Norman Bates, determinato a proteggere la madre, pulisce accuratamente il bagno e fa sparire ogni traccia della presenza di Marion nel motel. In seguito, carica il cadavere e la valigia nell’auto della donna e si reca presso uno stagno vicino. Lì, vi spinge l’auto, che inizia a sprofondare lentamente. Proprio mentre Norman crede di averla fatta franca, l’auto smette di sprofondare e rimane ferma. Il viso di Norman viene invaso dal terrore, mentre mastica nervosamente delle noccioline e si guarda attorno. Infine,  la macchina affonda finalmente nello stagno. Sul volto di Norman si dipinge un sorriso soddisfatto; personaggio e spettatore sospirano di sollievo.

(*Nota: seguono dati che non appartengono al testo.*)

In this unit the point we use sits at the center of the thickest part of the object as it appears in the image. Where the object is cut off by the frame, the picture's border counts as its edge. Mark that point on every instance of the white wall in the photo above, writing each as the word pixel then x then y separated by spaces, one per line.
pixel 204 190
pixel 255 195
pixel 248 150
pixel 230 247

Una scena apparentemente banale, ma che ci dice molto sull’abilità di Hitchcock nella costruzione di una scena di suspense.

Durante la prima parte del film, il pubblico si immedesima in Marion, nonostante abbia commesso un ingente furto per scopi personali. Quando contro ogni aspettativa la protagonista del film viene uccisa, ci troviamo a simpatizzare per colui che vuole insabbiarne l’assassinio. In Psyco, non esistono né eroi né protagonisti. A seconda del punto di vista adottato, ci troviamo a parteggiare per l’uno o l’altro personaggio, immedesimandoci completamente in lui.

È indubbio che Alfred Hitchcock sia stato un precursore del cinema contemporaneo, introducendo tecniche innovative, quasi sconvolgenti per il pubblico dell’epoca. Tutt’ora le sue opere possiedono un fascino unico e intramontabile. In particolare, sono proprio le scene di suspense a riuscire a tenere incollati alla sedia gli spettatori di ogni generazione.